Mais en fin de compte, il était clair dès le départ que Sainte Marthe menait un combat inégal contre l’évêque Strickland. Il n’y a pas eu d’action commune, pas de discussions personnelles : on a travaillé unilatéralement contre l’évêque.

En fin de compte, la destitution a été annoncée ce midi dans le bulletin quotidien de la Salle de presse du Vatican, de manière succincte et sans donner de raisons :

« Le Saint-Père a relevé S. E. Mgr Joseph Strickland de la charge pastorale du diocèse de Tyler (États-Unis) et a nommé l’évêque d’Austin, S. E. Mgr Joe Vásquez, administrateur apostolique du diocèse devenu vacant ».

Mgr Strickland a eu 65 ans il y a quelques jours, le 31 octobre. A titre de comparaison, le pape François atteindra l’âge de 87 ans en décembre.

Selon le droit canonique, la destitution d’un évêque par le pape ne peut se faire que pour des raisons extrêmement valables et en respectant des règles formelles. Voilà pour la théorie. En réalité, le pape peut nommer et révoquer qui il veut, car il n’y a pas d’instance juridique au-dessus de lui. Il est, en personne, le juge suprême de l’Église. Qui donc devrait faire appel ou se plaindre d’une décision prise par lui ? Il n’y a pas d’instance pour cela. Le droit canonique n’est d’aucune aide, pas plus que la question récurrente de savoir si François n’a pas perdu sa papauté par ses actes.

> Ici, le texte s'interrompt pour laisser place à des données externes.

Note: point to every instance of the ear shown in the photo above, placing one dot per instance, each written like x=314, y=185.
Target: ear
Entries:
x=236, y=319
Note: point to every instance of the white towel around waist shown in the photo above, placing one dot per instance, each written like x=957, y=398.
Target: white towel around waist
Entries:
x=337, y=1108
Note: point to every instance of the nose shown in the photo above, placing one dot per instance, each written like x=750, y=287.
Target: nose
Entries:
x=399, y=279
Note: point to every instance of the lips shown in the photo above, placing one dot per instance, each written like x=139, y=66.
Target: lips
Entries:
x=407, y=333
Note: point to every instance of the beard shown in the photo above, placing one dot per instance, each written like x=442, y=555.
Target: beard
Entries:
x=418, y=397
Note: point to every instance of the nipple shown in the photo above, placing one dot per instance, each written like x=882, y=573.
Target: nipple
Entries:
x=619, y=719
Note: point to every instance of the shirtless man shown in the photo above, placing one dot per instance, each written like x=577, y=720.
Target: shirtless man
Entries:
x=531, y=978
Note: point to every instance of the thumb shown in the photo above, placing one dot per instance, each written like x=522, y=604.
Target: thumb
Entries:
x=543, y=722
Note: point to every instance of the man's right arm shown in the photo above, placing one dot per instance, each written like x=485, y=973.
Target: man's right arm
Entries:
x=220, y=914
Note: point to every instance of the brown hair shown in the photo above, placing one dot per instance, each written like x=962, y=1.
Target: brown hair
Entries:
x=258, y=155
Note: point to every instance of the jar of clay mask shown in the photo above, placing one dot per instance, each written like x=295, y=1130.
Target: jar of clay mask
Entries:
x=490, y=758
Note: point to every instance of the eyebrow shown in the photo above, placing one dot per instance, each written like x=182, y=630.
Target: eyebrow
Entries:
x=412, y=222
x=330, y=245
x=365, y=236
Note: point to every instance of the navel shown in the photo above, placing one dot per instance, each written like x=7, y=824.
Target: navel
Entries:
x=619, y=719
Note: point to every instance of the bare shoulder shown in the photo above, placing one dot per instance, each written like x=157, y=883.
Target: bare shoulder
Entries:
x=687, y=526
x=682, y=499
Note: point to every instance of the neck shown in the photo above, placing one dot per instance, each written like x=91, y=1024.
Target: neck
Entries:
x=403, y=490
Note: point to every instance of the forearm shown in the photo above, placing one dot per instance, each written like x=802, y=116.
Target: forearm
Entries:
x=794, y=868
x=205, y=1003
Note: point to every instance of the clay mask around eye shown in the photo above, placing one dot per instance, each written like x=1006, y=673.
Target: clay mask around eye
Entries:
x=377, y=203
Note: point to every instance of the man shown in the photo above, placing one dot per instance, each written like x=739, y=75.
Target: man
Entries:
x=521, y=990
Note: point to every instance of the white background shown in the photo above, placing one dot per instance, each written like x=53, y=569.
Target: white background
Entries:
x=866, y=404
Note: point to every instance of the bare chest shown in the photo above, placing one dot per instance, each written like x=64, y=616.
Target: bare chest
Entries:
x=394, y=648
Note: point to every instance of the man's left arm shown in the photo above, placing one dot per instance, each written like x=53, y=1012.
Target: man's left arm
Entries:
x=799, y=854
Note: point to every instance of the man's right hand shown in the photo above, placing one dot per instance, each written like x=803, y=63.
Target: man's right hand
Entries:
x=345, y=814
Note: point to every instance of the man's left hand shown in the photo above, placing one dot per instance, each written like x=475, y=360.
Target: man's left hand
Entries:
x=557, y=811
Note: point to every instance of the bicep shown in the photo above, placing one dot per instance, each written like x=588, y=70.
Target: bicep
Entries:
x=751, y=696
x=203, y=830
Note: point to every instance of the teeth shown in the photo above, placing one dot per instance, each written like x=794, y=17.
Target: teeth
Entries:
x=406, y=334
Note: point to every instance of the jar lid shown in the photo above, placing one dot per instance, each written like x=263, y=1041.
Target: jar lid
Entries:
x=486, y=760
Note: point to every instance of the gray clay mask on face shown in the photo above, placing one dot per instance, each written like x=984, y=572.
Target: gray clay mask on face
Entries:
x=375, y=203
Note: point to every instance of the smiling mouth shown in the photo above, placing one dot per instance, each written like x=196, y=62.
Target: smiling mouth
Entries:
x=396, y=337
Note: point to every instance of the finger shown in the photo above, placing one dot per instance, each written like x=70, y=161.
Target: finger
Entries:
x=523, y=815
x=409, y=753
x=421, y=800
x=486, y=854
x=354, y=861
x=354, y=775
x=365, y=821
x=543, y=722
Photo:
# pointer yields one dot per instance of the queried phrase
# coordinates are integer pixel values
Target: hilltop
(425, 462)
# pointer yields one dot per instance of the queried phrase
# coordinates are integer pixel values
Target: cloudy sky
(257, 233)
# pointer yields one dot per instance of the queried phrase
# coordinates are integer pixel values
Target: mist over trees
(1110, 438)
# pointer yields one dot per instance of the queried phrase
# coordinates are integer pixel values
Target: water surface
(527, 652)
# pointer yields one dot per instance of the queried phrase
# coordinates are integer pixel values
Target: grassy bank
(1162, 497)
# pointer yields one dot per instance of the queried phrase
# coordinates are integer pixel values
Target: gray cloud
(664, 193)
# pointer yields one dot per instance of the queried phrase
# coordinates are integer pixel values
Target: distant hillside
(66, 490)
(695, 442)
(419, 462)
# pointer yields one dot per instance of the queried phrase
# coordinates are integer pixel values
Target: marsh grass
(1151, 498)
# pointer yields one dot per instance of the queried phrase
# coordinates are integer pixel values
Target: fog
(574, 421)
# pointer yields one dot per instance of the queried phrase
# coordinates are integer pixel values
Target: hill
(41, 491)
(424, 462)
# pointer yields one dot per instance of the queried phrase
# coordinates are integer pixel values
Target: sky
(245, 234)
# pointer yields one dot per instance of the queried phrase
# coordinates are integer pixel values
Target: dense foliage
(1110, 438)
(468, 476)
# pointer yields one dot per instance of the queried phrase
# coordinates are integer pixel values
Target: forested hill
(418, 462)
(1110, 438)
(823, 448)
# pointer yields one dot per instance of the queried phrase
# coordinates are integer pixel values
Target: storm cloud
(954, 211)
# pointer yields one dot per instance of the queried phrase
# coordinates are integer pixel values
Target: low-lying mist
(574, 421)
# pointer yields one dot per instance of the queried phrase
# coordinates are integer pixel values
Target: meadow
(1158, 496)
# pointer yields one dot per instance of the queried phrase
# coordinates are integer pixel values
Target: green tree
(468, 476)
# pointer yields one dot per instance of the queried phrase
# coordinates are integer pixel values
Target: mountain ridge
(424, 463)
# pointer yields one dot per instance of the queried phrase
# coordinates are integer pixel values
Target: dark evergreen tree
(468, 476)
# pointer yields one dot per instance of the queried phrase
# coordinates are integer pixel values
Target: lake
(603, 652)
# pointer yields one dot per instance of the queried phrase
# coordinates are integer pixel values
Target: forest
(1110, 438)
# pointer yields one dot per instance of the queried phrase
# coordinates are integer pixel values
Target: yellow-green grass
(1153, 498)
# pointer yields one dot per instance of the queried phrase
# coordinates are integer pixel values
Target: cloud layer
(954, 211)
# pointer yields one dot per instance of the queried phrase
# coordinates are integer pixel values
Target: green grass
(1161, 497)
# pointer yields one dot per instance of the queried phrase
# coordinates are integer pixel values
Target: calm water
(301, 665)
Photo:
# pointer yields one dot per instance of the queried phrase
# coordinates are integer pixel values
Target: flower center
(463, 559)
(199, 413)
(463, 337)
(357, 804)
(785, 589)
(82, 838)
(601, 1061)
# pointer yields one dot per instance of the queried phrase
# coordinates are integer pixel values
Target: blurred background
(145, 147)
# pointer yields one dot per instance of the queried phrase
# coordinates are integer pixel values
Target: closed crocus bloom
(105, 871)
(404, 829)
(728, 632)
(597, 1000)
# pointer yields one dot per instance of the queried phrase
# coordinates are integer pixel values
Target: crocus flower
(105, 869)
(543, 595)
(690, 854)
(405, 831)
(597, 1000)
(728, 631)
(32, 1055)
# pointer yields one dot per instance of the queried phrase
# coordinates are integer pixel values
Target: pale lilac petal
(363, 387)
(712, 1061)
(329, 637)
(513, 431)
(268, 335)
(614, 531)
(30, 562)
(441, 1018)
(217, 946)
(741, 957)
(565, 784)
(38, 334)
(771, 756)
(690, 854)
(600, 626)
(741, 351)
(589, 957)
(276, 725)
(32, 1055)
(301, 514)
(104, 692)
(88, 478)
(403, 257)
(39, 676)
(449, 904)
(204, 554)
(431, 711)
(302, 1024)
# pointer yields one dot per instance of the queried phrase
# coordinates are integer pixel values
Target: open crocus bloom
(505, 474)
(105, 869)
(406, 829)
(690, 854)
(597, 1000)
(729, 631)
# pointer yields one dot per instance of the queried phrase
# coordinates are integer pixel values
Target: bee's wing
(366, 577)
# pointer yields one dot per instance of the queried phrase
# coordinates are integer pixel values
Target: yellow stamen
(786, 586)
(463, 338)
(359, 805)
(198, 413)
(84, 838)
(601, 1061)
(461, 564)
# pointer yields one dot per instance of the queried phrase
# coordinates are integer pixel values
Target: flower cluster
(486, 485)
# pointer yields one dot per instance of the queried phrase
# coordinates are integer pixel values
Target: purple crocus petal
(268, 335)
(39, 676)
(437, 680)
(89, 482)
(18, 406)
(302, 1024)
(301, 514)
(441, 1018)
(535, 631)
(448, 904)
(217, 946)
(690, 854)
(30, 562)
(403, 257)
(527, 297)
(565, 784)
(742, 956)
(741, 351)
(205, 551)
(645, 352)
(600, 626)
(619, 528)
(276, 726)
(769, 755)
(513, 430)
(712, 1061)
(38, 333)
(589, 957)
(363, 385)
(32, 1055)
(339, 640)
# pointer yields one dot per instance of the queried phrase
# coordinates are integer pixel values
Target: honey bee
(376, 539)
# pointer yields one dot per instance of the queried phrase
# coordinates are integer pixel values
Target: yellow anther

La plupart des papes ont fait preuve d’une grande retenue dans l’utilisation de leurs pouvoirs, on pense notamment à son prédécesseur immédiat Benoît XVI. Mais le pape François est fait d’un tout autre bois. Benoît XVI a été dénigré par ses adversaires dans et en dehors de l’Eglise quand il a été qualifié de « Panzer cardinal », tandis que François a été applaudi. Pourtant, le pape allemand gouvernait d’une main particulièrement douce, alors qu’un régime de fer règne sous François.

L’évêque Strickland n’est pas le premier évêque éminent, plutôt rare, à être passé à la moulinette de François, et il ne sera probablement pas le dernier.

Le diocèse de Tyler perd son bon évêque, mais le monde catholique tout entier gagne un évêque qui, étant encore relativement jeune, peut maintenant renforcer sans limites ses frères dans la foi.

En le destituant, le pape François a confirmé les critiques que Mgr Strickland avait formulées à l’encontre du pontificat actuel, sans ambiguïté, avec précision, tout simplement. Sans oublier l’autre critique, formulée par l’historien britannique Henry Sire, alias Marcantonio Colonna, dans son livre éponyme: « Le Pape dictateur ».